Hell of the Living Dead (Zombie Creeping Flesh / Virus / Night of the Zombies) - review

1980 (Italy / Spain)


Contains mild spoilers.

I've sat in front of the computer for ten minutes now trying to work out not only how to start the review, but actually how I actually feel about what I've just watched. I mean, I can't hide from the obvious; it's a woefully low budget 80s euro-trash zomploitation video nasty with b-movie acting, a poor English dub (there was no original soundtrack with subtitles option on my DVD), a meandering derivative story devoid of any real content or meaning, and an obsession with the ridiculous misuse of externally sourced stock footage. Yet, I somehow enjoyed my hour and forty minutes with Lia (Margit Evelyn Newton) quite the enthusiastic front line reporter and Lt. Mike London (José Gras) and his blue boiler-suit wearing commando goon squad.

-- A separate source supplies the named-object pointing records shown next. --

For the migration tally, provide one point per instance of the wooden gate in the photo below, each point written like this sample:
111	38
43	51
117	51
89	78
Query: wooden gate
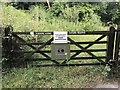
97	49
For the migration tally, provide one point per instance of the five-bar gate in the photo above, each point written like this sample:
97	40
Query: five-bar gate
86	47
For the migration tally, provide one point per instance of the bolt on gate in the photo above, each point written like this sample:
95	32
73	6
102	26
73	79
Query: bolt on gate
63	48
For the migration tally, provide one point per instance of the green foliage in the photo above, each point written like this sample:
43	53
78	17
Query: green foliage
52	77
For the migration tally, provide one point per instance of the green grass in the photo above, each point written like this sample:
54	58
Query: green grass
53	77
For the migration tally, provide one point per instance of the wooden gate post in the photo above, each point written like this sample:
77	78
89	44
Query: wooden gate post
110	44
8	35
117	43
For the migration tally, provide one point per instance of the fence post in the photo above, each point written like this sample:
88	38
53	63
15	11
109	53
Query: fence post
8	35
110	44
117	43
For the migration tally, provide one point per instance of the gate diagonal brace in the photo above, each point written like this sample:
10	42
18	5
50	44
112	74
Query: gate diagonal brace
85	50
36	49
90	45
30	45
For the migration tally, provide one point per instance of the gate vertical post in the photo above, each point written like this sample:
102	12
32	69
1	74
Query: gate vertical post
110	44
117	43
8	34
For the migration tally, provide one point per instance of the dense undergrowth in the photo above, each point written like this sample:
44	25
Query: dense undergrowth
41	19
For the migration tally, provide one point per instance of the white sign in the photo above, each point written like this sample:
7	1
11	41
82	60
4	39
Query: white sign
60	37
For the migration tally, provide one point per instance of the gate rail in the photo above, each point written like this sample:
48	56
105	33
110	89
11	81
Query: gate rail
109	58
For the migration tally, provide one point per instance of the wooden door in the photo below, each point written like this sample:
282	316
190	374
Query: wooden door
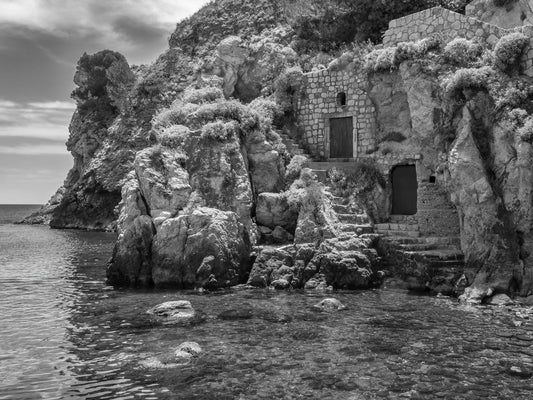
341	137
404	190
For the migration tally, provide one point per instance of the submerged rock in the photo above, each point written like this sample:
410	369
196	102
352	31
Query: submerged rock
499	300
330	304
174	312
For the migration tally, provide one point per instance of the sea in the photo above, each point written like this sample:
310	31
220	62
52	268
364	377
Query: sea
65	333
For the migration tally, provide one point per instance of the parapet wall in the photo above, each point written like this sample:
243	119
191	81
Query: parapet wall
449	25
445	23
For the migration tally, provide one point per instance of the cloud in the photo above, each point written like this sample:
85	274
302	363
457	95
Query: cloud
33	149
53	105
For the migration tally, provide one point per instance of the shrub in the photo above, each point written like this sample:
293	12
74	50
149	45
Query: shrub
203	95
509	49
526	131
503	3
462	51
295	167
220	131
365	177
267	109
467	78
177	114
390	57
173	136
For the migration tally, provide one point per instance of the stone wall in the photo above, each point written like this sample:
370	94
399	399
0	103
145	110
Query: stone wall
319	103
436	214
447	24
515	14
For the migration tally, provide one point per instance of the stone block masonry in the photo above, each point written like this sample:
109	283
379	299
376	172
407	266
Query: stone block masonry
319	104
449	25
445	23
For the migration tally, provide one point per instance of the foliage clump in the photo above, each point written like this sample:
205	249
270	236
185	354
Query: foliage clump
103	81
220	131
204	95
389	58
295	167
509	49
467	78
173	136
461	51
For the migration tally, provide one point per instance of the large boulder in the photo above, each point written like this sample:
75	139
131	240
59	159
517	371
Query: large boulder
219	176
271	261
163	180
273	210
205	246
131	263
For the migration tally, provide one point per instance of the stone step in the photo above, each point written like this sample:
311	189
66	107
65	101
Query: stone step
444	264
403	219
397	227
357	228
393	233
436	255
352	218
436	240
341	208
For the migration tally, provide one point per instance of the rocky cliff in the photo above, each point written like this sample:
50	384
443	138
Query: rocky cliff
183	157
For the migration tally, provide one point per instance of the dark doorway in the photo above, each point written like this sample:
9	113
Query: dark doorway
341	137
404	187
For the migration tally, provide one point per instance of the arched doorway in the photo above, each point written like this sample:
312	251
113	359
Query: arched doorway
404	190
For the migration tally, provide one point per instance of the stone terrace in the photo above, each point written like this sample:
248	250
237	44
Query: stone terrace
450	25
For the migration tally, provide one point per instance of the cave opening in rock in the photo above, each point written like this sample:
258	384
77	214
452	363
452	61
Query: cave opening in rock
341	99
404	190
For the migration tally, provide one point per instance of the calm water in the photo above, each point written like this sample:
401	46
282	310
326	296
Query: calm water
65	334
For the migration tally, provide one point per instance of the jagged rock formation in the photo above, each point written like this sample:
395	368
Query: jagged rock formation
201	179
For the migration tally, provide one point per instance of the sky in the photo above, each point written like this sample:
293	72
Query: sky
40	43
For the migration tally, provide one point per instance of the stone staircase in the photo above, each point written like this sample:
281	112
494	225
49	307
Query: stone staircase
432	263
353	221
320	168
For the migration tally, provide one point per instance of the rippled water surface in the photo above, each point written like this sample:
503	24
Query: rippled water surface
65	334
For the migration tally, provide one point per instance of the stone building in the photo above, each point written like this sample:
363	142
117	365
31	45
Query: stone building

There's a rather superfluous and unexplained back story about a global conspiracy to euthanize the third world and it all going wrong with some giant clouds of degenerative toxins leaking out into the atmosphere. There's also a radioactive zombie rat. All that's really important to know is Lt. London is in New Guinea with his crack force of three totally unconvincing exaggerated 80s bad boy throwbacks, he can't get hold of his superiors, his crew have stumbled into Lia, her camera man Vincent (Selan Karay) and decided to let them tag along, and the normally quiet jungle landscape is teeming with blue skinned undead flesh-eaters.

There's not much else to the story. The gang of six travel to the nearest village, Mia takes her top off to communicate with natives who she was alleged to have stayed with for a year, the village is overrun, then they travel to an abandoned plantation, it gets overrun, then they travel to Hope #1, a sprawling industrial complex and the source of the zombie death cloud, and it gets overrun. Each location starts with the same promise of respite, only for some shadowy figure sitting in a chair with their backs to them to reveal themselves as a macabre flesh eating zombie and the place to come under siege.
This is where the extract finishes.